Il passaggio generazionale dell’azienda

Passaggio generazionale dell’azienda: ecco perché dovresti pianificarlo in anticipo

 

Nel nostro Paese si è spesso molto reticenti nel parlare di passaggio generazionale, come se si volesse adottare una forma di scaramanzia. Eppure, la pianificazione patrimoniale e il wealth planning sono indubbiamente strumenti necessari per ottimizzare le potenzialità del patrimonio di una famiglia e tutelarlo dagli eventi imprevedibili della vita. La pianificazione successoria è un elemento importante di questo processo, soprattutto quando in ballo c’è il futuro di una o più famiglie, ma talvolta viene posticipata ad libitum. Quando il pater familias è un imprenditore, questo appare ancora più restio a parlare di trasferimento generazionale d’azienda, della sua azienda, prima della sua morte.

Il patto di Famiglia

Nell’ottica di salvaguardare l’impresa familiare e di scongiurare il rischio di disgregazione di quello che è di norma frutto degli sforzi di una vita, il nostro ordinamento ha introdotto da qualche anno ormai l’istituto del Patto di famiglia, un contratto da redigere per atto pubblico che rappresenta una deroga al generale divieto dei patti successori.

Chi vi partecipa? Tutti i soggetti che sarebbero legittimari se si aprisse la successione in quel momento e la sua efficacia è immediata a favore dei discendenti assegnatari.

Il trasferimento avviene nel pieno rispetto delle quote di legittima in quanto il Patto prevede che i beneficiari assegnatari dell’azienda o delle partecipazioni societarie liquidino la somma corrispondente al valore delle quote riservate ai legittimari esclusi dall’operazione. Il Patto di famiglia costituisce un’anticipazione della quota ereditaria che viene imputata alla quota di legittima spettante.

Programmare il passaggio generazionale

Programmare il passaggio generazionale significa appunto anticipare la trasmissione dell’impresa così che l’imprenditore possa individuare per tempo i discendenti che presentino le qualità necessarie per gestire e condurre la società nel futuro, evitando di lasciarla in balia di una successione dall’esito incerto. Effettuare una “non scelta” equivale a lanciare la sopravvivenza della propria azienda in balia del caso e degli eventi contingenti. Troppe sono le imprese che si disgregano in fase di successione, causando il depauperamento delle famiglie nonché del patrimonio imprenditoriale italiano. Lo scopo del Patto di famiglia è quello di permettere all’imprenditore di ridurre al massimo la dispersione del patrimonio cumulato in anni di sacrifici anche nell’ottica di permettere una vita migliore ai propri discendenti.

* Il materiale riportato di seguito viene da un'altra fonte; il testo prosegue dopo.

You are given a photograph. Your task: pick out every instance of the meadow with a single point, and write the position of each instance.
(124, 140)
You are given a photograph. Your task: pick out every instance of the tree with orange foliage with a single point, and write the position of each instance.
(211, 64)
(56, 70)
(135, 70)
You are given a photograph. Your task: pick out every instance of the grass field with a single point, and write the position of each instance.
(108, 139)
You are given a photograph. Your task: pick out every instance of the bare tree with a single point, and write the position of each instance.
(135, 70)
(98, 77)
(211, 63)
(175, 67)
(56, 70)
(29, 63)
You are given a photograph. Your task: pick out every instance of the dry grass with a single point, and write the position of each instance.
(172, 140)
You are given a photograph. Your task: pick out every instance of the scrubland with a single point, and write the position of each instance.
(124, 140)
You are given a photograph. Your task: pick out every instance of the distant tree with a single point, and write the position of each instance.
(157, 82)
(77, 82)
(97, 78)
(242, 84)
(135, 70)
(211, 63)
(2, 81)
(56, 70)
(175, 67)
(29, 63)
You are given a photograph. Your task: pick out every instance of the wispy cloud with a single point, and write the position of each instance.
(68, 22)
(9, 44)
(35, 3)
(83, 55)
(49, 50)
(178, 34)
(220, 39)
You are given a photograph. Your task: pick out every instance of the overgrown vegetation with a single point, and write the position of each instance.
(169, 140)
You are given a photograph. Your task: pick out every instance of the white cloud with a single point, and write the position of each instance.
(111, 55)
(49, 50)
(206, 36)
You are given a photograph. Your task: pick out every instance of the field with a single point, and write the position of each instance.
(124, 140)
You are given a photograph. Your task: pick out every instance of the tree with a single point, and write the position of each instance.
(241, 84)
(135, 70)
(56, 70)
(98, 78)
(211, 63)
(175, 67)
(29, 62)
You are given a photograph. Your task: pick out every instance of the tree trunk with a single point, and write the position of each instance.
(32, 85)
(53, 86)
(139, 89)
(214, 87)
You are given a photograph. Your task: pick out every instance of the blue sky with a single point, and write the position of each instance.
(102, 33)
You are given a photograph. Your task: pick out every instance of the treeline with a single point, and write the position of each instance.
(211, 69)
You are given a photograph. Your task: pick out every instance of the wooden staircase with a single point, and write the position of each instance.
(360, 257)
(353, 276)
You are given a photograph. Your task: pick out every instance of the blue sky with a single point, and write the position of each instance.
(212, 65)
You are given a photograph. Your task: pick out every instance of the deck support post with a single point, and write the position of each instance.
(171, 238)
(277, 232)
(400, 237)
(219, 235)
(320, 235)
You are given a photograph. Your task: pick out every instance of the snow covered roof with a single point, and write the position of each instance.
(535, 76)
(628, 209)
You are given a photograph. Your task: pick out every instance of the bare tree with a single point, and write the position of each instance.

Le criticità del passaggio generazionale

Il trasferimento generazionale dell’impresa familiare è certamente un momento di forte criticità e di estrema delicatezza, in quanto subentrano aspetti economici ma anche dinamiche personali e sentimentali. Per questo è di primaria importanza che l’imprenditore sia affiancato da professionisti imparziali che siano in grado di realizzare il progetto di trasferimento avendo cura di tutti gli aspetti.

Per pianificare al meglio il passaggio generazionale e garantire massima stabilità futura è necessario innanzitutto che tutti i soggetti coinvolti collaborino in funzione del bene comune.

  • In primis l’imprenditore deve metabolizzare l’opportunità di lasciare il timone a favore degli assegnatari: è un passaggio che comporterà dei cambiamenti, ma è inevitabile la sua posticipazione non crea che danni;
  • le nuove generazioni devono responsabilizzarsi e capire che, anche nel caso in cui non fossero interessati a continuare nell’impresa di famiglia, la sua sopravvivenza giova a tutti;
  • al tempo stesso occorre uno sforzo comune per lasciare da parte eventuali fanatismi e pretese gestorie per assegnare a ciascun soggetto ruoli confacenti alle proprie inclinazioni personali e capacità professionali per garantire un futuro di benessere a tutta la famiglia.

Prevedere il passaggio generazionale della propria azienda rappresenta sicuramente una scelta intelligente, che contraddistingue un imprenditore lungimirante, non solo perché presenta un notevole beneficio fiscale, ma anche perché si potrà individuare tra gli eredi chi è in grado di garantire continuità all’azienda di famiglia e anche il benessere stesso di chi vi partecipa. Pianificare vuole dire, non solo esercitare un potere di scelta, ma far vivere “dopo di noi” il frutto del proprio lavoro e della propria passione.

L’intervento della fiduciaria può contribuire a rendere ancora più efficaci gli impegni giuridici nascenti dal citato patto, in specie nei confronti di coloro che non sono assegnatari delle partecipazioni societarie o dell’azienda.